Perhaps no set of retailers knows better about the need to change in order to survive than the photo specialist but as you look around the retail world you’ll see changing times have forced many different sectors to reinvent the way they go about their business.
As consumer reading habits continue to change with sales of eBooks beginning to take flight and more and more consumers spending increasing amounts of time reading online, retail stores such a Borders have had to completely rethink their retail strategy. After posting some serious losses last year, Borders knew it was time to either change or begin to die.
Rather than panic Borders is rolling out a new concept store in California with the hope of grabbing the attention of today’s’ more digitally–enabled readers.
According to an Associated Press poll released last year, that we’re sure Borders and other book retailers are well aware of, one in four adults read no books of any kind in 2006. The AP study also added that those who do read increasingly like their page-turners to be digital. According to the Association of American Publishers, the sale of e-books has grown at a compound rate of 55.7 percent a year since 2002, compared with a 2.5 percent growth rate in sales of paper books.
Borders opened the aforementioned concept store in National City, California earlier this month, mixing several in-store Web-based activities and entertainment with their traditional book offerings.
The 23,000-square-foot store is located in the Westfield Plaza Bonita mall and is actually one of 14 pilot stores being rolled out nationwide, including stores in Oakland and Riverside County.
Included among the new location’s digitally-enhanced offerings is a digital center where customers can mix and make their own custom CDs, download books and music, publish their own books, trace their ancestry and create digital photo scrapbooks.
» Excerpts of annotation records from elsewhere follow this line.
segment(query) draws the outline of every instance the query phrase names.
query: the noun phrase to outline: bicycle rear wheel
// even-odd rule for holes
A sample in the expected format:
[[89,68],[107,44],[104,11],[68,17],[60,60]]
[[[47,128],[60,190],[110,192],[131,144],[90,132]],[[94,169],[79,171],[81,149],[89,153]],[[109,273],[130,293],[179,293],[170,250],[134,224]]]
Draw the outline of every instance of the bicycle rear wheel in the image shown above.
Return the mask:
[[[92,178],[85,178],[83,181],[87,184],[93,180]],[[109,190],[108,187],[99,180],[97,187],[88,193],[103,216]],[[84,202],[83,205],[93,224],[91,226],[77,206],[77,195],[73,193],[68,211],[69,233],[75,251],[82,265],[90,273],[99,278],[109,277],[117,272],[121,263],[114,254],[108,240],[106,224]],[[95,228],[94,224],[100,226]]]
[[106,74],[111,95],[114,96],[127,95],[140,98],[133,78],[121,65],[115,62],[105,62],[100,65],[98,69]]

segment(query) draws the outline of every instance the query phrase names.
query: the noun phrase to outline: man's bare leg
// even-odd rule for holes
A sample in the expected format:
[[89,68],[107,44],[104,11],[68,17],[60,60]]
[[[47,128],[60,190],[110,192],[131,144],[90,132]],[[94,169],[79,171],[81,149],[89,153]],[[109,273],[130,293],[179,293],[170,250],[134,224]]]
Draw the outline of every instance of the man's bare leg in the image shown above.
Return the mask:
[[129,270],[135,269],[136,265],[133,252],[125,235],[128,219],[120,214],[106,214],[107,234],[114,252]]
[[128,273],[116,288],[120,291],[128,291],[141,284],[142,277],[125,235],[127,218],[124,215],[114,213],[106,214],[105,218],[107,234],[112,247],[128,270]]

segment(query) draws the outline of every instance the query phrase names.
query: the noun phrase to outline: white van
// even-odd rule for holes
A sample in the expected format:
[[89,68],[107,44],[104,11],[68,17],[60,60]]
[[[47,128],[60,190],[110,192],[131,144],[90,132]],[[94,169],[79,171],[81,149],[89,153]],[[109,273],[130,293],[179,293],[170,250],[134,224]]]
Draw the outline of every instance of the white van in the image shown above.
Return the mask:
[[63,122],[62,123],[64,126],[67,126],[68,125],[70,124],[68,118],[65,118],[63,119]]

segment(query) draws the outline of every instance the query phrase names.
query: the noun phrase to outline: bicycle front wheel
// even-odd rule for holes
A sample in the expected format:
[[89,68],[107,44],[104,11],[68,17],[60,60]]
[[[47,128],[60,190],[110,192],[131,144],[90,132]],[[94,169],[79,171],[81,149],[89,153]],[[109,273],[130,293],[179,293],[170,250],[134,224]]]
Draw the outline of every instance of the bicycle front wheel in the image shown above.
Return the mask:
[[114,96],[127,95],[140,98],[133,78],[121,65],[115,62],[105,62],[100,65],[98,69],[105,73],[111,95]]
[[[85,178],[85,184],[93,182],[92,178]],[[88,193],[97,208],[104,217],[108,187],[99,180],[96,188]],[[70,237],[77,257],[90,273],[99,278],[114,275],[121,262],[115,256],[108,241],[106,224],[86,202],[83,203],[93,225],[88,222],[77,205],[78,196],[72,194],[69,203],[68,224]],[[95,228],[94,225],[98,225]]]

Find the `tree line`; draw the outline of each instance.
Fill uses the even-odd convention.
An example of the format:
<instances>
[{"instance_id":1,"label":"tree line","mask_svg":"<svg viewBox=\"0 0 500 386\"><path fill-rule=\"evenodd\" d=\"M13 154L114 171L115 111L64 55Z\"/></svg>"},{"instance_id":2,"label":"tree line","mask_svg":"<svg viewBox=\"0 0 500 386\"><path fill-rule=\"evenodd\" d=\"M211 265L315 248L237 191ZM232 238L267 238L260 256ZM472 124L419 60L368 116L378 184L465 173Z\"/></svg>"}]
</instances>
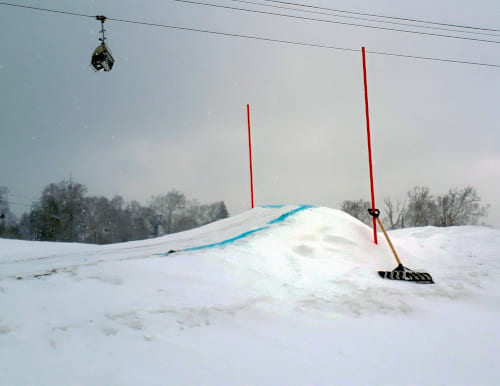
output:
<instances>
[{"instance_id":1,"label":"tree line","mask_svg":"<svg viewBox=\"0 0 500 386\"><path fill-rule=\"evenodd\" d=\"M11 212L8 189L0 188L0 237L109 244L185 231L229 216L223 201L200 204L171 190L148 205L123 197L87 196L85 185L63 180L42 191L20 219Z\"/></svg>"},{"instance_id":2,"label":"tree line","mask_svg":"<svg viewBox=\"0 0 500 386\"><path fill-rule=\"evenodd\" d=\"M441 195L431 194L428 187L415 186L410 189L404 200L393 201L386 197L383 207L379 208L382 221L389 229L421 226L477 225L488 215L489 205L481 204L476 189L467 186L453 188ZM368 213L371 203L367 200L345 200L341 209L365 224L371 225Z\"/></svg>"}]
</instances>

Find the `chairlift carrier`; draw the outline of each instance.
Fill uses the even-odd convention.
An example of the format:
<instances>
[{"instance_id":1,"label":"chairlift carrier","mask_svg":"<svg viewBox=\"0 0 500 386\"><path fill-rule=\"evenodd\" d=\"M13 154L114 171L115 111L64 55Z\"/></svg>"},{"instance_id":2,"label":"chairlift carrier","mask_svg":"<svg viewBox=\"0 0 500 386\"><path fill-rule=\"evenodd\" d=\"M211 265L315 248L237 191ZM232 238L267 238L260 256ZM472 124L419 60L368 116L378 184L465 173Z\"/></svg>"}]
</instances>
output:
<instances>
[{"instance_id":1,"label":"chairlift carrier","mask_svg":"<svg viewBox=\"0 0 500 386\"><path fill-rule=\"evenodd\" d=\"M99 38L101 44L97 46L97 48L94 50L94 53L92 54L91 65L95 71L104 70L108 72L113 68L115 59L113 58L113 55L111 55L111 51L106 46L105 42L106 37L104 36L104 32L106 30L104 29L104 22L106 21L106 16L100 15L96 16L95 18L101 22L100 33L102 34L102 37Z\"/></svg>"}]
</instances>

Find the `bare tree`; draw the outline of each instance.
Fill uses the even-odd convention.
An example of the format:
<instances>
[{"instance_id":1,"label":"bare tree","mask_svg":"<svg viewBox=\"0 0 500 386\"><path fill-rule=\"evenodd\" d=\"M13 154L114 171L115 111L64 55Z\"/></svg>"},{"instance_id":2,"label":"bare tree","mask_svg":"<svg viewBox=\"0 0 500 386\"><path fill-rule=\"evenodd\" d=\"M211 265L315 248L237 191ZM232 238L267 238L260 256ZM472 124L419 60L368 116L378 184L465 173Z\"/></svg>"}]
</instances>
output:
<instances>
[{"instance_id":1,"label":"bare tree","mask_svg":"<svg viewBox=\"0 0 500 386\"><path fill-rule=\"evenodd\" d=\"M166 233L174 232L174 217L186 206L186 197L177 190L171 190L164 196L153 196L150 207L162 215Z\"/></svg>"},{"instance_id":2,"label":"bare tree","mask_svg":"<svg viewBox=\"0 0 500 386\"><path fill-rule=\"evenodd\" d=\"M472 186L450 189L436 198L437 226L476 225L487 216L489 206L481 206L481 197Z\"/></svg>"},{"instance_id":3,"label":"bare tree","mask_svg":"<svg viewBox=\"0 0 500 386\"><path fill-rule=\"evenodd\" d=\"M408 225L419 227L434 224L436 204L429 188L415 186L408 192L408 209L406 218Z\"/></svg>"}]
</instances>

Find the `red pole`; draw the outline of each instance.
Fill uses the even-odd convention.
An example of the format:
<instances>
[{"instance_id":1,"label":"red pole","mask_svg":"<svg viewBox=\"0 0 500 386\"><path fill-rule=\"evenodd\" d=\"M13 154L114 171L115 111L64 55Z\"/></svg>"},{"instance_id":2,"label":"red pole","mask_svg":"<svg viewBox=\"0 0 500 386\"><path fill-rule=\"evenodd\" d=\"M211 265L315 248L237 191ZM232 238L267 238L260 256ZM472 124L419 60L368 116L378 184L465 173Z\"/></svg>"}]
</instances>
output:
<instances>
[{"instance_id":1,"label":"red pole","mask_svg":"<svg viewBox=\"0 0 500 386\"><path fill-rule=\"evenodd\" d=\"M363 56L363 81L365 85L365 111L366 111L366 134L368 136L368 164L370 165L370 190L372 195L372 210L375 210L375 193L373 189L373 166L372 166L372 145L370 140L370 115L368 113L368 84L366 82L366 59L365 59L365 47L361 48L361 53ZM377 223L375 217L373 217L373 241L375 244L377 242Z\"/></svg>"},{"instance_id":2,"label":"red pole","mask_svg":"<svg viewBox=\"0 0 500 386\"><path fill-rule=\"evenodd\" d=\"M247 121L248 121L248 152L250 155L250 197L252 199L253 209L253 167L252 167L252 137L250 135L250 105L247 105Z\"/></svg>"}]
</instances>

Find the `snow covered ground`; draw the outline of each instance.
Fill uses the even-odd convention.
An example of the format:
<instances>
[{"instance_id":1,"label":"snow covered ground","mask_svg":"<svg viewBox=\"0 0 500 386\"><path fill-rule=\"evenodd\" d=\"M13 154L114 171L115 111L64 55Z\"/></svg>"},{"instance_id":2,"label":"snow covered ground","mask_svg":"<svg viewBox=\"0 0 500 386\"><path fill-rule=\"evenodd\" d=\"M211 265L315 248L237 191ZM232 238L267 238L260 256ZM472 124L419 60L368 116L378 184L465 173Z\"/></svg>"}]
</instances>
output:
<instances>
[{"instance_id":1,"label":"snow covered ground","mask_svg":"<svg viewBox=\"0 0 500 386\"><path fill-rule=\"evenodd\" d=\"M497 385L500 232L261 207L107 246L0 239L2 385ZM168 254L175 250L175 253Z\"/></svg>"}]
</instances>

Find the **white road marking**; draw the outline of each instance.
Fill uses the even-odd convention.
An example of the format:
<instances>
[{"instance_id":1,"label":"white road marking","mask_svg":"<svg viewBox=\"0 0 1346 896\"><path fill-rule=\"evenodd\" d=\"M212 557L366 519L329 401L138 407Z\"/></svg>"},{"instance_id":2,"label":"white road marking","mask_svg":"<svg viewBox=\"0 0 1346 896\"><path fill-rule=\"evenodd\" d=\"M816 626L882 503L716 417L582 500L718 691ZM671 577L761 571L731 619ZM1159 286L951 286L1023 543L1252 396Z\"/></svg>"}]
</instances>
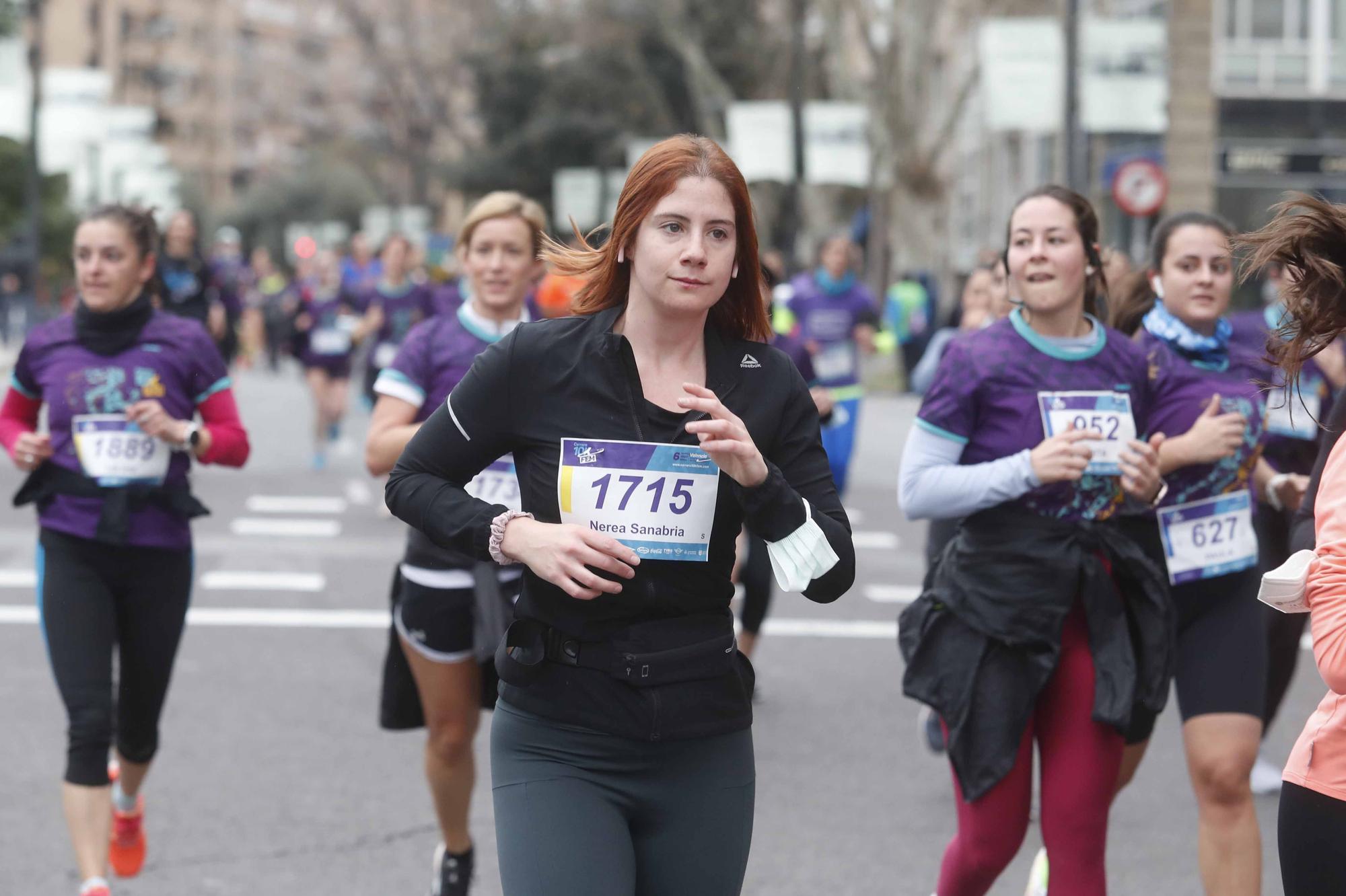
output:
<instances>
[{"instance_id":1,"label":"white road marking","mask_svg":"<svg viewBox=\"0 0 1346 896\"><path fill-rule=\"evenodd\" d=\"M887 638L898 636L898 623L878 619L771 619L762 634L773 638Z\"/></svg>"},{"instance_id":2,"label":"white road marking","mask_svg":"<svg viewBox=\"0 0 1346 896\"><path fill-rule=\"evenodd\" d=\"M0 626L34 626L38 608L0 604ZM187 611L192 626L223 628L376 628L385 630L389 615L380 609L271 609L246 607L197 607ZM892 640L898 623L882 619L767 619L763 634L773 638L843 638ZM1308 635L1300 640L1308 650Z\"/></svg>"},{"instance_id":3,"label":"white road marking","mask_svg":"<svg viewBox=\"0 0 1346 896\"><path fill-rule=\"evenodd\" d=\"M876 604L910 604L921 596L919 585L865 585L864 596Z\"/></svg>"},{"instance_id":4,"label":"white road marking","mask_svg":"<svg viewBox=\"0 0 1346 896\"><path fill-rule=\"evenodd\" d=\"M851 544L857 549L892 550L900 544L900 539L891 531L853 531L851 533Z\"/></svg>"},{"instance_id":5,"label":"white road marking","mask_svg":"<svg viewBox=\"0 0 1346 896\"><path fill-rule=\"evenodd\" d=\"M35 569L0 569L0 588L36 588Z\"/></svg>"},{"instance_id":6,"label":"white road marking","mask_svg":"<svg viewBox=\"0 0 1346 896\"><path fill-rule=\"evenodd\" d=\"M374 492L363 479L346 480L346 500L353 505L367 505L374 499Z\"/></svg>"},{"instance_id":7,"label":"white road marking","mask_svg":"<svg viewBox=\"0 0 1346 896\"><path fill-rule=\"evenodd\" d=\"M284 517L238 517L229 523L236 535L289 535L295 538L335 538L341 523L335 519L287 519Z\"/></svg>"},{"instance_id":8,"label":"white road marking","mask_svg":"<svg viewBox=\"0 0 1346 896\"><path fill-rule=\"evenodd\" d=\"M327 577L322 573L213 569L202 573L197 584L206 591L322 591Z\"/></svg>"},{"instance_id":9,"label":"white road marking","mask_svg":"<svg viewBox=\"0 0 1346 896\"><path fill-rule=\"evenodd\" d=\"M345 498L318 495L252 495L248 498L250 514L343 514Z\"/></svg>"}]
</instances>

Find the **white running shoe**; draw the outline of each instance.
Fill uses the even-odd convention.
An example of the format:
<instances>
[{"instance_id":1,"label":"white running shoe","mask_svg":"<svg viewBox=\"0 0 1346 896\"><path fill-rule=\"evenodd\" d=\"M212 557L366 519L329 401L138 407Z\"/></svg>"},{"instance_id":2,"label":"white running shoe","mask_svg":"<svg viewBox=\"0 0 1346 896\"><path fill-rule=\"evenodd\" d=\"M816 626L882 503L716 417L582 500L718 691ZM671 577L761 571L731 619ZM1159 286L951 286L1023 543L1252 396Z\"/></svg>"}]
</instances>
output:
<instances>
[{"instance_id":1,"label":"white running shoe","mask_svg":"<svg viewBox=\"0 0 1346 896\"><path fill-rule=\"evenodd\" d=\"M1280 766L1263 756L1257 756L1257 761L1253 763L1253 774L1248 778L1248 783L1259 796L1280 792Z\"/></svg>"},{"instance_id":2,"label":"white running shoe","mask_svg":"<svg viewBox=\"0 0 1346 896\"><path fill-rule=\"evenodd\" d=\"M1023 896L1047 896L1047 848L1043 846L1032 857L1032 868L1028 870L1028 885Z\"/></svg>"}]
</instances>

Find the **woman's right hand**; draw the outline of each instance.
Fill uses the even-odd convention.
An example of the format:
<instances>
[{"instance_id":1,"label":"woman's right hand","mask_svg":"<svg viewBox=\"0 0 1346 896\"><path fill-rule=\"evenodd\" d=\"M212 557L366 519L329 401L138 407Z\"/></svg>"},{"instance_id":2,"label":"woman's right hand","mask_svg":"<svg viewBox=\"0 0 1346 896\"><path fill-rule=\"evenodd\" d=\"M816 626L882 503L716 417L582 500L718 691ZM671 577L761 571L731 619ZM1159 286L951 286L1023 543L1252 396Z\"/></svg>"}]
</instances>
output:
<instances>
[{"instance_id":1,"label":"woman's right hand","mask_svg":"<svg viewBox=\"0 0 1346 896\"><path fill-rule=\"evenodd\" d=\"M1059 436L1043 439L1028 455L1032 472L1043 486L1053 482L1078 482L1089 467L1093 451L1079 443L1100 440L1097 429L1067 429Z\"/></svg>"},{"instance_id":2,"label":"woman's right hand","mask_svg":"<svg viewBox=\"0 0 1346 896\"><path fill-rule=\"evenodd\" d=\"M633 566L641 562L635 552L616 538L572 523L546 523L528 517L506 523L501 553L576 600L622 593L621 583L608 581L594 569L634 578Z\"/></svg>"},{"instance_id":3,"label":"woman's right hand","mask_svg":"<svg viewBox=\"0 0 1346 896\"><path fill-rule=\"evenodd\" d=\"M51 436L35 432L19 436L13 443L13 451L9 452L13 465L24 472L32 472L51 455Z\"/></svg>"},{"instance_id":4,"label":"woman's right hand","mask_svg":"<svg viewBox=\"0 0 1346 896\"><path fill-rule=\"evenodd\" d=\"M1213 464L1233 457L1244 444L1246 428L1248 420L1241 413L1219 413L1219 396L1211 396L1197 422L1182 436L1187 443L1183 455L1194 464Z\"/></svg>"}]
</instances>

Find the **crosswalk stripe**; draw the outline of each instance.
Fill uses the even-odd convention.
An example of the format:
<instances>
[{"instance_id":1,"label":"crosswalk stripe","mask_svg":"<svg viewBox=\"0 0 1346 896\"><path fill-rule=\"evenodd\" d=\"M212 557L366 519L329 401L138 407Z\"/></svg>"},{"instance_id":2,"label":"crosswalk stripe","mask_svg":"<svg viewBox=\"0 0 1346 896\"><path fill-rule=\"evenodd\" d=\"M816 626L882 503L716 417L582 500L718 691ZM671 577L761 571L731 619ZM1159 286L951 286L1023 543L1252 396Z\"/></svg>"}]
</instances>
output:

Borders made the decision, they claim, based on the fact consumers are reading in many ways today and the chain felt it was past time to accommodate these changes. This coupled with the general move in retail to this more “experience-based” model helped fuel the change. The chain’s vice president for the western region, Tim Anderson, was recently quoted as saying, “People want to be excited by their shopping experience – online and in-store – and this concept resonates with the future of retail and what retailers have to do.” Sounds very familiar.
For now, the Borders’ website ( www.borders.com) has a teaser on their home page hinting at the chains’ new direction but no details are provided just yet. Only time will tell if the concept store takes flight but the changes certainly reflect the need for retailers to keep pace with the ever-evolving shopping habits of today’s digitally savvy consumer.